We actually made $13.50 yesterday from the garage sale. Stinks.
Anyways. Today I feel so sick to my stomach thinking about my work. My job. Yes I know, I know I should be thankful I have a job. I KNOW THAT. But what good does it make when I am dreading it every single day and it has taken over my life. My personal life. It has affecting my sanity. Some days, at work, I feel so depressed and I can’t tell anyone. And I don’t think anyone knows how depressed I am. Maybe people just think oh she’ll get over it. NO. It’s not that simple. Especially now I am pregnant. I don’t want my pregnancy to be affected by it. I want a happy and healthy pregnancy and this is not it. I hate my job. I hate it so much everyday I wish a miracle would happen to me. Everyday I pray for a miracle. Does it happen yet? No. Will it ever happen? I don’t know. But I have faith that God knows my worries and He will help me get through it.
I don’t know what I want to do with my life.

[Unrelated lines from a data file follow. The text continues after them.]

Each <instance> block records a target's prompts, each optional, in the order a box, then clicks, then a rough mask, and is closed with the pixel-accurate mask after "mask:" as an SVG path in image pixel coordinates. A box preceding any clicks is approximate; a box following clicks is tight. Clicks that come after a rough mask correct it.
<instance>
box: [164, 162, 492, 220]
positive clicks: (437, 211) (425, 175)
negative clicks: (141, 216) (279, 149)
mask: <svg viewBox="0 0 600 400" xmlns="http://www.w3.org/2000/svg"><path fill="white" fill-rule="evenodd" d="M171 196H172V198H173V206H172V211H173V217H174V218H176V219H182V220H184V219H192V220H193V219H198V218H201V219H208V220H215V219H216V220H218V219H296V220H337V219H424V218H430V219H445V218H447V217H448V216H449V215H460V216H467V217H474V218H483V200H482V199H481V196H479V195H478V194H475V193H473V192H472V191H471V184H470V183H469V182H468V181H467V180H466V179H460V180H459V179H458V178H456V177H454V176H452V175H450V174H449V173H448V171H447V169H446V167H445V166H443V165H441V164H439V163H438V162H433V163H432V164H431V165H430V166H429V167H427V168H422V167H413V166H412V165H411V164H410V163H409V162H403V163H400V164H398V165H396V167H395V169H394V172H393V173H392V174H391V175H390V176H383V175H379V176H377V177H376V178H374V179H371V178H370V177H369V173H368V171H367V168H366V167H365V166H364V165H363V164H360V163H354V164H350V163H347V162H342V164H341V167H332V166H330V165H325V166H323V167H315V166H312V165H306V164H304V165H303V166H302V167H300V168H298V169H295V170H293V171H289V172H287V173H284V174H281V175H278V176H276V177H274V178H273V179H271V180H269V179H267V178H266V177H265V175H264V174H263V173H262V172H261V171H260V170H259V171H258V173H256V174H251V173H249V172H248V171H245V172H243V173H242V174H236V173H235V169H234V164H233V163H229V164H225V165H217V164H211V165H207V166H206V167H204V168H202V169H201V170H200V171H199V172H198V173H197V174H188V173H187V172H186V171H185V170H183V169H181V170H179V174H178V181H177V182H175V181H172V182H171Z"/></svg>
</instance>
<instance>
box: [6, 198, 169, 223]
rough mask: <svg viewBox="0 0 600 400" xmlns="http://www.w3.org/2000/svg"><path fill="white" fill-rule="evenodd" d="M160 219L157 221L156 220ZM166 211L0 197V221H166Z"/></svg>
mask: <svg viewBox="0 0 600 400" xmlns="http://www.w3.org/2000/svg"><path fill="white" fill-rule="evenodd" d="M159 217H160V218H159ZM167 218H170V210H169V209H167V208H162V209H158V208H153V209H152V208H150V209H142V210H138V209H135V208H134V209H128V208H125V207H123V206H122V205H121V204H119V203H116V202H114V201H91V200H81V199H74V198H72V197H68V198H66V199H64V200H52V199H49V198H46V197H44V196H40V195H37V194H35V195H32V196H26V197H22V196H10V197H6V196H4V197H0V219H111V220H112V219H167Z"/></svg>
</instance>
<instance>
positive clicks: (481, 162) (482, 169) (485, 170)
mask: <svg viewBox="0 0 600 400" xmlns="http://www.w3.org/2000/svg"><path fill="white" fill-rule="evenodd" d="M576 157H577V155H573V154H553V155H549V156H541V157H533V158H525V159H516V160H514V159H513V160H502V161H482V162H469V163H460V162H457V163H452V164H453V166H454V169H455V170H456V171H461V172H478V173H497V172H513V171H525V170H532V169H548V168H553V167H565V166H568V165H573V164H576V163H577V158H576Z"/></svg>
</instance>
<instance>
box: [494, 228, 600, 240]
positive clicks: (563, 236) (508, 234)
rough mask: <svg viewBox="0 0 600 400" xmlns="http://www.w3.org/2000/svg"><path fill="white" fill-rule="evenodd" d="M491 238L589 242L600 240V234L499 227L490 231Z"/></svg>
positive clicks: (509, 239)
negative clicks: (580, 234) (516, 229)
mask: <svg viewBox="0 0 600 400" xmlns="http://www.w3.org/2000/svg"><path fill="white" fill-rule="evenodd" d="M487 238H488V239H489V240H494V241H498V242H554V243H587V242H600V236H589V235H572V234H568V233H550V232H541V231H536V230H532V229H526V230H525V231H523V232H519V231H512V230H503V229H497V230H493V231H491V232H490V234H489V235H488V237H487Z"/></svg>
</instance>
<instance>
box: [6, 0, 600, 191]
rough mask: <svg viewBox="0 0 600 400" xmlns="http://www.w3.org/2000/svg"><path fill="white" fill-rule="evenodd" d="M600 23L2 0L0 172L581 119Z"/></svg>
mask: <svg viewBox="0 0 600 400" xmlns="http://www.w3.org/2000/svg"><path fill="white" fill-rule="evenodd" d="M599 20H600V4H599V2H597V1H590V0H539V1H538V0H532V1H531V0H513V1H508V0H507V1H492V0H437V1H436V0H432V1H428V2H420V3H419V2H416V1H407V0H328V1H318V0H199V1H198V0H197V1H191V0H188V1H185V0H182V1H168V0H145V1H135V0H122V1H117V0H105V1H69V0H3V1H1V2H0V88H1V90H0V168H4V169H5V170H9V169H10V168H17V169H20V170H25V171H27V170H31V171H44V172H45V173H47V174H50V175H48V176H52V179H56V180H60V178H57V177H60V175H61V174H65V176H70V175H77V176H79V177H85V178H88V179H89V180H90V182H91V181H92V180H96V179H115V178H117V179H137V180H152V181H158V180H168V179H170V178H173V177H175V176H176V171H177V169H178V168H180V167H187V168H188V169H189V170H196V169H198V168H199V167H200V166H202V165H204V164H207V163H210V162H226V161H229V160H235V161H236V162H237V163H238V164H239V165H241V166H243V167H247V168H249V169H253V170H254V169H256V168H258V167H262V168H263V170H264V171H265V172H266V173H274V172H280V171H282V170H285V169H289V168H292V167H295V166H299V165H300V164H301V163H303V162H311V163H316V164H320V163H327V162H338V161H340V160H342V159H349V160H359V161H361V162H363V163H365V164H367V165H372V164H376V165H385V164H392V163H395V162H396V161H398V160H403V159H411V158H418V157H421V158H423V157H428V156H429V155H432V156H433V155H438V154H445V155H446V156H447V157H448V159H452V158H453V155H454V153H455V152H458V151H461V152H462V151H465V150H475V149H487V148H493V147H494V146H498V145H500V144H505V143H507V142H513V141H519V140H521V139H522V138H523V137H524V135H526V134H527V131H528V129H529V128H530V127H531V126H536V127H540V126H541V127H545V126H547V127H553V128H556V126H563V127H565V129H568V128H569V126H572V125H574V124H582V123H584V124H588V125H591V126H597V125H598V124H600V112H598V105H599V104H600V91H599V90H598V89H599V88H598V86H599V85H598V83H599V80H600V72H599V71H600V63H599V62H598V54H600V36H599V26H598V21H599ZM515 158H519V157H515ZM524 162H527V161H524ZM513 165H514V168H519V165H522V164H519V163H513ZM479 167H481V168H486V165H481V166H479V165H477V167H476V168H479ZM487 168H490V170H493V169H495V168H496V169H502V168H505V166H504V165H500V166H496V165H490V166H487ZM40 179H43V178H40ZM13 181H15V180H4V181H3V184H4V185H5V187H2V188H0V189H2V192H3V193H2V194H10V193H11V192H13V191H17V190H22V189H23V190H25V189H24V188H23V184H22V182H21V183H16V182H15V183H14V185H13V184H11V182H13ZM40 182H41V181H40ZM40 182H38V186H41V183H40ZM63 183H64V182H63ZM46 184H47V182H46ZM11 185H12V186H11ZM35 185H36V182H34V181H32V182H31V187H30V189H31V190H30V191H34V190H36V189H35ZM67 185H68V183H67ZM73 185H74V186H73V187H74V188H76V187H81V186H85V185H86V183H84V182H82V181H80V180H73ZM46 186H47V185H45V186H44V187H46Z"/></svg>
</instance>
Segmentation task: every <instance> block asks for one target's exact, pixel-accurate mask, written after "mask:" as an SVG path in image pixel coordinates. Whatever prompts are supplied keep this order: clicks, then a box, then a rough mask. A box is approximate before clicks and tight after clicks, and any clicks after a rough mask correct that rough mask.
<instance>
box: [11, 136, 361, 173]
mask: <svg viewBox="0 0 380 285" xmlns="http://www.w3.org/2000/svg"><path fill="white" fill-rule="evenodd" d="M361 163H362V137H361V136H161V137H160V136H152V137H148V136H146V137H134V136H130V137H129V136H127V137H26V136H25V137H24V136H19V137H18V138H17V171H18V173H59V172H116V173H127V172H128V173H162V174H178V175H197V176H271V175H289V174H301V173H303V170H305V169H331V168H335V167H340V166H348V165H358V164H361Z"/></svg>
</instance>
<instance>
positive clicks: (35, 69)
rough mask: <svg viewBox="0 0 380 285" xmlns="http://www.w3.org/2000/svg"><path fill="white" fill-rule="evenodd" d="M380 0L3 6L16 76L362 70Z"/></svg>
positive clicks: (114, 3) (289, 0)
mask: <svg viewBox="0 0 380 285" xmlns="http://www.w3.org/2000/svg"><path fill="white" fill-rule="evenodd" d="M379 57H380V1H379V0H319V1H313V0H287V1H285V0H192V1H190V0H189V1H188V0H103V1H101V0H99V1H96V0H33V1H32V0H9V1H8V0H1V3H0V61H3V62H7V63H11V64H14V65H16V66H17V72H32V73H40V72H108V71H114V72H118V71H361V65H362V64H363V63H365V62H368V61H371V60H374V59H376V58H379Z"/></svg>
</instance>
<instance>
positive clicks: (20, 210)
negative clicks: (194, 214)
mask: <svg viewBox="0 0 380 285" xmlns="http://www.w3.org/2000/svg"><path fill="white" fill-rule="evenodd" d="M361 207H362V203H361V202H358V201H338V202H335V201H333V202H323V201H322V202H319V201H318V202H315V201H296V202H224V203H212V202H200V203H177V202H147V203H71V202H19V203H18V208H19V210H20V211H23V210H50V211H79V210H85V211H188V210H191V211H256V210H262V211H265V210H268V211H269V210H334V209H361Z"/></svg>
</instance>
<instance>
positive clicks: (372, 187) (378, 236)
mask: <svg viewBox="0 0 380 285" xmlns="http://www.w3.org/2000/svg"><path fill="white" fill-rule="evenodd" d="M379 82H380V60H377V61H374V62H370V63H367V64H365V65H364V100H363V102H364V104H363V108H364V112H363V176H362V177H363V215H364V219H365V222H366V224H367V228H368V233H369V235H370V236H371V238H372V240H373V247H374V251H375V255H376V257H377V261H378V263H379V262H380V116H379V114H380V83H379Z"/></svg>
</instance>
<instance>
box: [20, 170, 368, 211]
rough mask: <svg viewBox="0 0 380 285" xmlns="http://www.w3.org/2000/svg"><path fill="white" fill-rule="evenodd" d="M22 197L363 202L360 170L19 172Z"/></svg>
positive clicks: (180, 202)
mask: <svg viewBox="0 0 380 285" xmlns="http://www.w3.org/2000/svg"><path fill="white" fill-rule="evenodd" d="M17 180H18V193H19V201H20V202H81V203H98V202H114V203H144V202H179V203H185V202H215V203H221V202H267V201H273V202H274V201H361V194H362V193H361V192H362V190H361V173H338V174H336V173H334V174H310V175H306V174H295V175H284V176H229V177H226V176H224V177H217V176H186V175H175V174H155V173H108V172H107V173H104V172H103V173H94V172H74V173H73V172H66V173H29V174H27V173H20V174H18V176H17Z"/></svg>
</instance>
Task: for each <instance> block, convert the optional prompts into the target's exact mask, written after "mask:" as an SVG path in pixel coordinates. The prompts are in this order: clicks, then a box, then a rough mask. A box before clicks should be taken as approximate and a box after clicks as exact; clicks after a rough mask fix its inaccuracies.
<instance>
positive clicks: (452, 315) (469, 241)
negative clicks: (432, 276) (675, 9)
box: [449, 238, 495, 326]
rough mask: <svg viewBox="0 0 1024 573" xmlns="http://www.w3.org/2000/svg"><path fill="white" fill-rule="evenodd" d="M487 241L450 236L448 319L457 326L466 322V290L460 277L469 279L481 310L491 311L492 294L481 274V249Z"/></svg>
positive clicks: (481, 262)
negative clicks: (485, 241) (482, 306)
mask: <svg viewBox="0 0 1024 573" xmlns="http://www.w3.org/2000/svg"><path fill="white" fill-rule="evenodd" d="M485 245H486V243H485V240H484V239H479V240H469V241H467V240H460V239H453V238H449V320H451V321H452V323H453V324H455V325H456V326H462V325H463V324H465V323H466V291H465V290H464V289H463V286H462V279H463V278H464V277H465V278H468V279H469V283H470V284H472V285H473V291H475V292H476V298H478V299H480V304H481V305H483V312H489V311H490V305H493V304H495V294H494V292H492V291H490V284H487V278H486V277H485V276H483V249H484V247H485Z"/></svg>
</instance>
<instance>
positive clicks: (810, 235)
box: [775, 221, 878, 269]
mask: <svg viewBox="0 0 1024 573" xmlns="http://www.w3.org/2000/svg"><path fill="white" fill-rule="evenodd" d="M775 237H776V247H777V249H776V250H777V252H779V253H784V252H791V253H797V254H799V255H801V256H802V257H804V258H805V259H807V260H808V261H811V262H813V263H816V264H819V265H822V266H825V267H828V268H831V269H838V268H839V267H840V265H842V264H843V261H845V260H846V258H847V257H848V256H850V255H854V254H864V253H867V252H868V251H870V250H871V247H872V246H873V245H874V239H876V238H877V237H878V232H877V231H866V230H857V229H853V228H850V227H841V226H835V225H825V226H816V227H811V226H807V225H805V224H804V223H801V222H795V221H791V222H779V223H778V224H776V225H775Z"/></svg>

That’s another problem. Why can’t I be like one of those people who have the a-ha moment and then they go launch a successful business on their own. Or they invent something fantastic. I don’t know. Something. I am thinking and thinking and thinking…..
Sure it is nice to have a job and an income. Sure. But I am not happy and I don’t think this is the purpose of my life. I dont mind doing something else that brings me less income as long as I am happy.
I hope to be able to quit my job once the baby is here. For now, I know I have to suck up my job and think of something to do once the baby is here. I figured I should have about $30,000 saved by March 2010 –> this to include the bonus from work. And I have some saving in my retirement account should I need to break it. I don’t plan to do this however.
If I pick up my sewing business again soon, I should be able to earn more money. I don’t know… maybe I can make $100 a week or so. Maybe I can consign my stuff to some shops around town. I can take more sewing lessons to better my sewing skills. Who knows I can offer private sewing lessons to ladies out there who would like to learn how to sew. That’s the plan for now at least.
God please bless me always. God please help me. God please guide me always. I need your help really really bad right now.